Another principle of stress on materials is that stress increases dramatically around corners. This is why molded corners in most manufactured products are “radiused.” Indeed, for a material having a bend radius of zero, stress becomes infinite.
Can we use this principle in PE?
Well, fulcrum stretching may be based on this exact principle. Bend the shaft around a corner to increase the stress. If this is true, it’s reasonable to think that the smaller the radius of the fulcrum, the greater the stress concentration and the more effective the exercise. Very small radii will multiply stress many times over.
I have to run, so I’ll cut to the chase. I’m thinking that an upward stretch against a moveable rod, oriented perpendicularly to the shaft, will apply a greatly magnified force to the tunica, specifically in the area where it is the most thick—on the dorsal side.
I think it’s important to pull up against the fulcrum, rather than down, as it is usually done, because pulling down will reduce the effective radius of the rod due to the thickness of the shaft. I also think it’s important that one be able to move (preferably roll) the rod up and down the length of the shaft with the force applied, so as to cyclically provide increased stress all along the length of the shaft.
The promise of this idea is that great stress can be achieved with relatively little weight (force). Ample stress may be attainable manually, or with a simple hanger, formerly thought useful only as an ADS.
I have two concerns about this approach. First is safety. I haven’t tried the exercise yet, so I can’t vouch for its safety. One must be careful not to apply too much force, especially to the sensitive dorsal surface. Perhaps safety can be enhanced with a rod that has some relieved central portion though which the dorsal vein and nerve can pass. It’s really too early to think about this.
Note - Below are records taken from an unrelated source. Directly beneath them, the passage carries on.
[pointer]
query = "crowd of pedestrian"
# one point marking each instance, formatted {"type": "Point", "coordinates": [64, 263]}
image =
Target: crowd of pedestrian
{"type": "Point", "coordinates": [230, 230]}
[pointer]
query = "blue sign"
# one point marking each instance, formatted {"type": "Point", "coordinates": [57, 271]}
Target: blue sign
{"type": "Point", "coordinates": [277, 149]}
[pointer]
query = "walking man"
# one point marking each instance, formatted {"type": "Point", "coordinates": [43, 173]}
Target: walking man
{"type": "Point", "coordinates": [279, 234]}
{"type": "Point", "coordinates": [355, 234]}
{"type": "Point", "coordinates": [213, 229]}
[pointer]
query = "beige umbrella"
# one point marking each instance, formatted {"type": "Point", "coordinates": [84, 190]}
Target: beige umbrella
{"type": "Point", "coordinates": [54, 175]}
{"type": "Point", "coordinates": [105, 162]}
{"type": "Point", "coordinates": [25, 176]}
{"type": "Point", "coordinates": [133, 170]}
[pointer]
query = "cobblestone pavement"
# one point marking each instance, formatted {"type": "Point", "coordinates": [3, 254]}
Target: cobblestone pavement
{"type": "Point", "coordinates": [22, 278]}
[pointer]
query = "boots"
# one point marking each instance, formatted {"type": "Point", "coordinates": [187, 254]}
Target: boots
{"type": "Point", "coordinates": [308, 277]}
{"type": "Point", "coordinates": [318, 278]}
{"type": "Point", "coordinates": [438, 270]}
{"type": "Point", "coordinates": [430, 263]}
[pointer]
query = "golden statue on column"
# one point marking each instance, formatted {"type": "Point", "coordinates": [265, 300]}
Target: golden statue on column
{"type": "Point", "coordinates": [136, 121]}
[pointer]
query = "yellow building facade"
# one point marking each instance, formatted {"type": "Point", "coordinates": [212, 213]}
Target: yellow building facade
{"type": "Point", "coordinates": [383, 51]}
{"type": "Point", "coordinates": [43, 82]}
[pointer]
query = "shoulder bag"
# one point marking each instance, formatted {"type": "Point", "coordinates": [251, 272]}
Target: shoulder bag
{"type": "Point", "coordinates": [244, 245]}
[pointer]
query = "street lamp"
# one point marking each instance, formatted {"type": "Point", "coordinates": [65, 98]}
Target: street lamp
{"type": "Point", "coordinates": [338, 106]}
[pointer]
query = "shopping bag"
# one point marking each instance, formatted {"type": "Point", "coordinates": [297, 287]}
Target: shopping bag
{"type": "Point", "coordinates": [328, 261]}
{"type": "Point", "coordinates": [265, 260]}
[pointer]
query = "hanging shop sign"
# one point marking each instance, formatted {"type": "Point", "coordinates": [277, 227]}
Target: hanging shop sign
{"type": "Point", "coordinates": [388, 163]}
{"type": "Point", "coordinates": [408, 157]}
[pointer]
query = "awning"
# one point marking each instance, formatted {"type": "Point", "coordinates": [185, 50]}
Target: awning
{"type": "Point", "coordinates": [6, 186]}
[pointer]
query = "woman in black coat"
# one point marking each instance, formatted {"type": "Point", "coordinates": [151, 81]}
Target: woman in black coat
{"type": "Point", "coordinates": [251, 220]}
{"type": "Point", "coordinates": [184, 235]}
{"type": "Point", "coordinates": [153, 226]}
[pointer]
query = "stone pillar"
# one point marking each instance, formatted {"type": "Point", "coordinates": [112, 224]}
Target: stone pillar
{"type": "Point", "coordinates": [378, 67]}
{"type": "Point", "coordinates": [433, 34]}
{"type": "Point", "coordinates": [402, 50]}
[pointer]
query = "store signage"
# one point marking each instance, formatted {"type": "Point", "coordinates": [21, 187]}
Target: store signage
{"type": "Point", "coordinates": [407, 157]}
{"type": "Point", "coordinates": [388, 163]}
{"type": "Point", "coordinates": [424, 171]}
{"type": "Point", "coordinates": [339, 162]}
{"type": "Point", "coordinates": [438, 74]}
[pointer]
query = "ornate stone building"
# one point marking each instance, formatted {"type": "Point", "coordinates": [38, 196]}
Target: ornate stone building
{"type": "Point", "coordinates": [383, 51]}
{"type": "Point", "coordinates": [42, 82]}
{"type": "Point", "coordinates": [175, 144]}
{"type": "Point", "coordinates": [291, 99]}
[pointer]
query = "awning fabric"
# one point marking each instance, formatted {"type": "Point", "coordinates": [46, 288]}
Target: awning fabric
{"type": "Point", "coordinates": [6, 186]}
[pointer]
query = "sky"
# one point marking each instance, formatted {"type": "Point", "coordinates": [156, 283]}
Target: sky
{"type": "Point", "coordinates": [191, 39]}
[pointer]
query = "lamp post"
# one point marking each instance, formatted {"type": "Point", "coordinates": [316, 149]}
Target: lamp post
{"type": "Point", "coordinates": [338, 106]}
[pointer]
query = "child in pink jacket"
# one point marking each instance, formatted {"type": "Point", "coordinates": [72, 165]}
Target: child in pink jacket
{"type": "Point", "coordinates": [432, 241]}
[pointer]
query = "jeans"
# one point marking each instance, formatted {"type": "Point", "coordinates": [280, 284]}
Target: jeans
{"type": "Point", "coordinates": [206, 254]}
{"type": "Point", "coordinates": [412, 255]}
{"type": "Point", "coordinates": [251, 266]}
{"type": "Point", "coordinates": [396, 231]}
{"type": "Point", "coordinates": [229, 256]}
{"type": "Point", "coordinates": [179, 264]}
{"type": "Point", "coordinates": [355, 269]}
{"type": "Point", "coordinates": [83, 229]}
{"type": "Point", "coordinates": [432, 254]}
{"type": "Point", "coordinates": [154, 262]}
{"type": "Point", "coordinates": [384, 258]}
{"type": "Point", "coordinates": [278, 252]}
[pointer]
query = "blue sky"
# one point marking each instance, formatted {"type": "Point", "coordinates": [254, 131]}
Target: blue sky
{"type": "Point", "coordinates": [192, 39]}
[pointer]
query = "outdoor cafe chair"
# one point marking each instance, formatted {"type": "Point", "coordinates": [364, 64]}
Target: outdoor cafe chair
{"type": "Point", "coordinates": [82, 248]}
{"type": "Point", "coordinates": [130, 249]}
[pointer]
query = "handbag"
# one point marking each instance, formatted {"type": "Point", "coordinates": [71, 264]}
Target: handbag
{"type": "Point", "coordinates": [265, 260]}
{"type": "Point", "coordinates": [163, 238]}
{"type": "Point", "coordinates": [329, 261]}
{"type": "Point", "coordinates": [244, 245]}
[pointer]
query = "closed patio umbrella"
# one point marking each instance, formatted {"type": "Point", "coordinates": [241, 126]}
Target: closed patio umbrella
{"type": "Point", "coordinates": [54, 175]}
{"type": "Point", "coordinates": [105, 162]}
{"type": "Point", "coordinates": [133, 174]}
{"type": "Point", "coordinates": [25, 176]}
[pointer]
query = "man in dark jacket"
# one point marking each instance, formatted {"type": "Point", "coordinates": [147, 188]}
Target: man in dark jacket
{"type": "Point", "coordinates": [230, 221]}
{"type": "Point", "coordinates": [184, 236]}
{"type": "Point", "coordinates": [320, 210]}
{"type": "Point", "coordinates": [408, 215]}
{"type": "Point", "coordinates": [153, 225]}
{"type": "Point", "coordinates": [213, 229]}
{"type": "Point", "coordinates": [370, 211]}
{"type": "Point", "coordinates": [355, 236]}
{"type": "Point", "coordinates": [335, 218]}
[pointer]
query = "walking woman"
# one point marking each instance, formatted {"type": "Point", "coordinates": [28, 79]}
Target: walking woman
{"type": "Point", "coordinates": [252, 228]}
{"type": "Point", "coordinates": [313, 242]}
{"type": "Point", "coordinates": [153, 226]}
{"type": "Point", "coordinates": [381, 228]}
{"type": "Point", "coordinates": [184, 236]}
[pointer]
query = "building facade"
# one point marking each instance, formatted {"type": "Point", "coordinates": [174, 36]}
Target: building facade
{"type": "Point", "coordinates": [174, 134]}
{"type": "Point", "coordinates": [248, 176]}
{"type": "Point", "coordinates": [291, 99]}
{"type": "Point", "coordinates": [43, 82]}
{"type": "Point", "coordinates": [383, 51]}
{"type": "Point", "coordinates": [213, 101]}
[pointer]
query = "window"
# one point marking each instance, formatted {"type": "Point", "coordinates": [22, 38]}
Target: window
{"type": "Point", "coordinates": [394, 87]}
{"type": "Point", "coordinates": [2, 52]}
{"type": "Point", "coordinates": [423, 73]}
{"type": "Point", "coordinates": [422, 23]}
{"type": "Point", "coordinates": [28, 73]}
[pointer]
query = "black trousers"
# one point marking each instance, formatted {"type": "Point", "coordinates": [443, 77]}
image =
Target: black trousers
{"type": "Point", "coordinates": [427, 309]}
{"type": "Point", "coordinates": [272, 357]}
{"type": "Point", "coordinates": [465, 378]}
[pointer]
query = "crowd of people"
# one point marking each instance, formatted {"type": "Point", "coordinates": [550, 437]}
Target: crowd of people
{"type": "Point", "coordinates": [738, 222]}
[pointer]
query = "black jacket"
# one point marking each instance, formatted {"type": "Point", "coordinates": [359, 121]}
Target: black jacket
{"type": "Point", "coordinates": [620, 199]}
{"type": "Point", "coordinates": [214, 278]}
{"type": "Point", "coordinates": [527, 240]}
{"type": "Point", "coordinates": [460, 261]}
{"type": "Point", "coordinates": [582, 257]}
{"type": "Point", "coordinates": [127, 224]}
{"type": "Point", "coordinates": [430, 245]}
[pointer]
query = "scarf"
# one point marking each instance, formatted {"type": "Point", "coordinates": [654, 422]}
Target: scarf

Another concern is that the structure of the tunica may resist the stress concentration. The tunica’s outer layer consists of longitudinally oriented collagen fibers. I don’t know whether the rules of stress concentration for solids apply to fibers. Do cables experience higher stress around pulleys? Maybe not. Even if the individual fibers resist the stress concentration, however, the tissue as a whole probably won’t. What I mean is that stress will still be concentrated between fibers in the area of the fulcrum. This will tend to break cross-linkages, which will effectively weaken the tissue.
Gotta run, but feel free to comment if you’d like and I’ll catch up later.